Semuanya terkaget! Tidak menyangka mereka akan kabur. Terutama Ust. Hizby dan Ust. Zururi. Keduanya tersentak dengan kecepatan mereka kabur. Bahkan si dalang pun mulai buka teks, sambil bertanya dalam batin, 'Emangnya di teks mereka disuruh kabur!?' Tiba-tiba...
"Tak!"
Sesuatu menyambar kepala dalang. Blangkonnya pun hampir jatuh. Dalang mengelus-elus separuh ndasnya. Penulis pun terkekeh-kekeh. Rupanya ia yang melempar bata ke kepala dalang.
========================
"Apa yang harus kita lakukan, Ki Haji?" tanya Ust. Zururi. "Mereka telah ditelan kegelapan. Kita tak mungkin mengejar mereka!"

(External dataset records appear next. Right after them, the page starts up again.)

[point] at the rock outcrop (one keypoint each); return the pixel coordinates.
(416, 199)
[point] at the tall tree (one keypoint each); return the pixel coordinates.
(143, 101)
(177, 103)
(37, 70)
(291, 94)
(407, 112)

"Adalah Purnomo dan anak-anak perguruan ku yang harus dibereskan!" tegas Haji Asnawi. Purnomo makin bergidik. Gigi tonggosnya yang cukup menjulang ke depan itu tak bisa mem-balance rasa takutnya. Sementara Haji Asnawi menatapnya marah sekali. Kedua matanya bagaikan mengeluarkan busur-busur panah yang menghujam di tiap lirikan.
4 pendekar muda dari perguruan hijau, mau bagaimanapun tidak akan berkutik. Karena kesaktian Haji Nawawi jauh di atas mereka. Tenaga dalamnya juga tak sebanding dengan milik mereka. Terutama jika Ki Haji baru saja melahap makanan, tenaga dalamnya bisa mengalahkan tenaga listrik. Jika engkau duduk bersamanya dan dia mengeluarkan sepersekian dari tenaga dalamnya, kau akan merasakan getaran yang membuatmu terkaget. Lebih-lebih, aroma tenaga dalamnya beracun. Terutama setelah memakan telur. SuNgGuH tErLaLu!!!
"Kalian berempat! Pulanglah segera sekarang!" seru Haji Asnawi. "Aku tak mau berdiskusi dan berdebat apapun di sini dengan kalian!"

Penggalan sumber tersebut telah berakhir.